Of all the pharaohs of Egypt, none (except perhaps the unnamed “Pharoah” of the Old Testament — and they may be one in the same) is more famed than Ramses. The third pharaoh of the 19th Dynasty, Ramses II was an architect and military leader who ruled Egypt at the height of its empire, during the period known as the New Kingdom. Ramses led military campaigns to restore Egyptian territory and fought the Libyans and Hittites.
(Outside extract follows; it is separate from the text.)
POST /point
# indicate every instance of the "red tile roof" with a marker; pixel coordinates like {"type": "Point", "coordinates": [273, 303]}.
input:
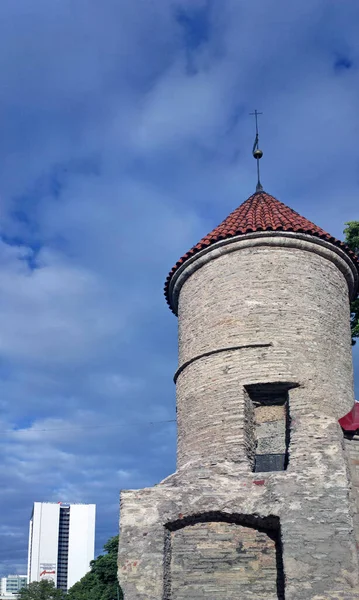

His visage stared from monumental statues at Abu Simbel and his own mortuary complex, the Ramesseum in Thebes.  Nefertari was Ramses' most famous Great Royal Wife; the pharaoh had more than 100 children According to the historian Manetho, Ramses ruled for 66 years. He was buried in the Valley of the Kings.

Early Life


Ramses’ father was the pharaoh Seti I. Both ruled Egypt following the disastrous Amarna period of pharaoh Akhenaten, a brief period of dramatic cultural and religious upheaval that saw the Egyptian Empire lose land and treasure. Ramses was named Prince Regent at age 14, and took power shortly thereafter, in 1279 B.C.

Military Campaigns    


Ramses led a decisive naval victory of a host of marauders known as the Sea People or Shardana (likely Anatolians) early in his reign. He also took back territory in Nubia and Canaan that was lost during Akhenaten’s tenure.

The Battle of Kadesh


Ramses fought the famous chariot Battle at Kadesh against the Hittites in what is now Syria. The engagement, contested over a number of years, was one of the reasons why he moved the Egyptian capital from Thebes to Pi-Ramses.

From that city, Ramses oversaw a military machine that was aimed at the Hittites and their land.

The outcome of this relatively well-recorded battle is unclear. It may have been a draw. Ramses retreated, but saved his army. Inscriptions -- at Abydos, Temple of Luxor, Karnak, Abu Simbel and the Ramesseum -- are from an Egyptian perspective. There are only bits of writing from the Hittites, including correspondence between Ramses  and the Hittite leader Hattusili III, but the Hittites also claimed victory. In 1251 B.C., after repeated stalemate in the Levant, Ramses and Hattusili signed a peace treaty, the first on record. The document was rendered in both Egyptian hieroglyphics and Hittite cuneiform.

Death of Ramses


The pharaoh lived to a remarkable 90 years old. He had outlived his queen, most of his children, and nearly all of the subjects who saw him crowned. Nine more pharaohs would take his name. He was the greatest ruler of the New Kingdom, which would come to an end soon after his death.

The melancholy nature of Ramses’ might and its twilight is captured in the famous Romantic poem by Shelley, Ozymandias, which was the Greek name for Ramses.

 
OZYMANDIAS

I met a traveller from an antique land
Who said: Two vast and trunkless legs of stone
Stand in the desert. Near them, on the sand,
Half sunk, a shattered visage lies, whose frown
And wrinkled lip, and sneer of cold command
Tell that its sculptor well those passions read
Which yet survive, stamped on these lifeless things,
The hand that mocked them and the heart that fed.
And on the pedestal these words appear:
"My name is Ozymandias, king of kings:
Look on my works, ye Mighty, and despair!"
Nothing beside remains. Round the decay
Of that colossal wreck, boundless and bare
The lone and level sands stretch far away.